日本の高齢化率は29%とモナコに次いで世界で2番目に高く、令和19年には、国民の3人に1人が65歳以上の高齢者になると推計されています。「高齢化=健康で長生きの証」と捉えれば、この流れは歓迎されるはずですが、歓迎とはほど遠い問題が広がり、支える側の意識が大きく問われています。
国連は、10月1日を「国際高齢者デー」と定め、高齢者の権利、高齢者差別や高齢者虐待の撤廃などに対する意識の高まりを求めています。政府広報が今年の5月に公表した調査の取りまとめによると、「悪徳商法、特殊詐欺の被害」、「劣悪な処遇や虐待」などが、「高齢者に関する人権問題」として広く認識されていることが判明しました。
悪徳商法等の被害は、テレビや自治体の広報による呼び掛け、更には被害の現場となり得る銀行のATMなどあらゆるところで、被害を防ぐ手段を講じていますが、大きな効果は表れていません。
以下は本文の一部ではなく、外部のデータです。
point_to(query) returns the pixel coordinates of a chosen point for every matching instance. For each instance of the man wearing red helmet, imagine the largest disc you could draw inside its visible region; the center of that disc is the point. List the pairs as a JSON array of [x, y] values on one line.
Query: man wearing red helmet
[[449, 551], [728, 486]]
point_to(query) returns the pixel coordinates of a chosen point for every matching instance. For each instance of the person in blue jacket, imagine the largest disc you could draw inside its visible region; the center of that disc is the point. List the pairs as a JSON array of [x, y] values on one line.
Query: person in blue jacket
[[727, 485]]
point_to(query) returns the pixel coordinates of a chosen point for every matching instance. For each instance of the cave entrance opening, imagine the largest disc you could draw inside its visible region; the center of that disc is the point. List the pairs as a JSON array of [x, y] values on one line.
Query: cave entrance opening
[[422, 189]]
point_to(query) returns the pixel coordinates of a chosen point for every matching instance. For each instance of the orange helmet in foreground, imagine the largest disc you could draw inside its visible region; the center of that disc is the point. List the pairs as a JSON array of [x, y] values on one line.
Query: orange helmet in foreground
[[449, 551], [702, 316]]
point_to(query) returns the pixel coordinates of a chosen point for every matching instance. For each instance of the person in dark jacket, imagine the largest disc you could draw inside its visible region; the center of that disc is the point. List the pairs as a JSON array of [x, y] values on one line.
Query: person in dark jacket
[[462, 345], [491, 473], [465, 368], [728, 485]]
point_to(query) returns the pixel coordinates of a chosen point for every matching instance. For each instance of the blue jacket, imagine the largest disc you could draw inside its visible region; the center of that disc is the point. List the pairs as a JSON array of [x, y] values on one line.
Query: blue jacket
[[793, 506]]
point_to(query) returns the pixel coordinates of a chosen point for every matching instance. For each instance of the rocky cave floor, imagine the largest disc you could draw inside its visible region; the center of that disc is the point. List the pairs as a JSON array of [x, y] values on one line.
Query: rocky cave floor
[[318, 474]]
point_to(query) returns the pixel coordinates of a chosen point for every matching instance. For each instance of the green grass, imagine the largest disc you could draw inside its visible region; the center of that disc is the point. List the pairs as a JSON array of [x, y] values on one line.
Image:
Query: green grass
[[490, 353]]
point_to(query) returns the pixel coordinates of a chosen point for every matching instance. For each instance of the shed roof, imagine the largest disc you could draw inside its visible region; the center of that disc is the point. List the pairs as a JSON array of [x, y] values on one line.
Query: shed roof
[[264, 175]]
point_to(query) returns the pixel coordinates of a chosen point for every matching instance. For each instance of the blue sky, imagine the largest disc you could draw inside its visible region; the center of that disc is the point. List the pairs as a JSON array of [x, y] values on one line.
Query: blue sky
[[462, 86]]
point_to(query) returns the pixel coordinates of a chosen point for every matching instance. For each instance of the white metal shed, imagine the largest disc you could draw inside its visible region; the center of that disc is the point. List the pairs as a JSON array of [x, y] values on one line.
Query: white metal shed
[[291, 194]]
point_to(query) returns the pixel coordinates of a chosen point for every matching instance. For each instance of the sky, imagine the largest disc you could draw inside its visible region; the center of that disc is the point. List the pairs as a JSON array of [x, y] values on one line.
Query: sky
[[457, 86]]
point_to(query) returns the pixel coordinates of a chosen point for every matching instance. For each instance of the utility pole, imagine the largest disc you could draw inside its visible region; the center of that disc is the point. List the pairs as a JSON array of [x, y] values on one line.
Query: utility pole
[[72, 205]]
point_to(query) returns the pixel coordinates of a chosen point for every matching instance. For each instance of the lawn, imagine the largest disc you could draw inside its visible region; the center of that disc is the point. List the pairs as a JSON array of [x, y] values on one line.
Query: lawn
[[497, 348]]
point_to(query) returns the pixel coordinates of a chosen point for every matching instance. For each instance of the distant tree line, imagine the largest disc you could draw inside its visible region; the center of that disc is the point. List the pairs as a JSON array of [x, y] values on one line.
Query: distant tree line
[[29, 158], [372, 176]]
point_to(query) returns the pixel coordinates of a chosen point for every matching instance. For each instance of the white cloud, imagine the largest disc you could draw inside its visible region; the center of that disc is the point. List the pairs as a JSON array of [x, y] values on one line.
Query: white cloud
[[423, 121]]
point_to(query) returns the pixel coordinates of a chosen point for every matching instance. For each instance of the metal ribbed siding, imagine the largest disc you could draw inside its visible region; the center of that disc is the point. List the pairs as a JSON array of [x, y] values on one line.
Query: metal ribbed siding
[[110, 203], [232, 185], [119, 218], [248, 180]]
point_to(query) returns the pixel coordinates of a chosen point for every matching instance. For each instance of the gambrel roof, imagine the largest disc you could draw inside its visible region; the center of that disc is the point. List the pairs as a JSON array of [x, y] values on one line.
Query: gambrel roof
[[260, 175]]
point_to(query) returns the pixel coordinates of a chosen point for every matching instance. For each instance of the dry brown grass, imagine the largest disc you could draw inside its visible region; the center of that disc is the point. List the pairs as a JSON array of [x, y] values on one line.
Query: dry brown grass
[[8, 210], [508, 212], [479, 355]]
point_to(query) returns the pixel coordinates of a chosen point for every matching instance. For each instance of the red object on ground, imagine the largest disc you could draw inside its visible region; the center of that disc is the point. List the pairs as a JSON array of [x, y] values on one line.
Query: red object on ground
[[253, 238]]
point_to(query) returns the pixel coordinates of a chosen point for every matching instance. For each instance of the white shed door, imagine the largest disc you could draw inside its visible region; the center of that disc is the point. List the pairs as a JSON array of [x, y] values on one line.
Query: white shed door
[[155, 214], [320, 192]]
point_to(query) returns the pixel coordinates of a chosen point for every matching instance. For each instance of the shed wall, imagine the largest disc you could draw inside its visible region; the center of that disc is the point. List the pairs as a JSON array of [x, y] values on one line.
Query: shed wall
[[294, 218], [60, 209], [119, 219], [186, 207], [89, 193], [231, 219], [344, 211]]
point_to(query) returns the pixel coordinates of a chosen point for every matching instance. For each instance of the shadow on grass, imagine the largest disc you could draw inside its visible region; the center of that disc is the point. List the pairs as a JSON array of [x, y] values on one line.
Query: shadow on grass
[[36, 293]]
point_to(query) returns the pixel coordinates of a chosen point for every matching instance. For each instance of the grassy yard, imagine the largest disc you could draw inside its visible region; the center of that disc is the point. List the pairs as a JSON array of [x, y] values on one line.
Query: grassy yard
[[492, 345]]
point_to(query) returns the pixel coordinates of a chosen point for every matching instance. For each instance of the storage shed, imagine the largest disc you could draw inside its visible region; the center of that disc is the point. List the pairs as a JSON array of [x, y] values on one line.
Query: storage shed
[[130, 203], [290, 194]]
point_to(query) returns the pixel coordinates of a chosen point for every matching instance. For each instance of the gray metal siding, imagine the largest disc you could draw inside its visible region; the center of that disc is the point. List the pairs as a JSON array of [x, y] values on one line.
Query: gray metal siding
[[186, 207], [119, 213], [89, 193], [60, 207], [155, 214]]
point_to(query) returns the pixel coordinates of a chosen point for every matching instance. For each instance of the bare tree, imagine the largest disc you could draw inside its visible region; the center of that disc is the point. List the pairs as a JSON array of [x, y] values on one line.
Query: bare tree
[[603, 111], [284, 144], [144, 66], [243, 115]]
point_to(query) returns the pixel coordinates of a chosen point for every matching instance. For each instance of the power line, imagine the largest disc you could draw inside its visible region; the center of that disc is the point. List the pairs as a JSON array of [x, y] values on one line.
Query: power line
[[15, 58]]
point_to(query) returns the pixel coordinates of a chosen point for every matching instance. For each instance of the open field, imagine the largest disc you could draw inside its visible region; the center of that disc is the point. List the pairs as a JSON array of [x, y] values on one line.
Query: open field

「高齢者なら簡単に騙せる」という、人権尊重のかけらもない意識によって、大切な財産を奪い取ってしまう卑劣な行為は、後を絶ちません。
また、高齢者に対する虐待(身体的、心理的、経済的、性的)は、家庭や介護施設などの「現場」で起こっており、深刻さを増しています。これらの背景には、家族の極度な疲弊、被害を受ける側が認知症などによって意思を示せない、などといった実情があり、虐待が表面化しにくいという特徴があります。
これまで長く社会を支えてきた高齢者に敬意を示し、その存在と人権を尊重する意識は、脈々と受け継いでいかなければならないものです。そして、その意識は「いつか自分も通る道」を通りやすくしてくれるはずです。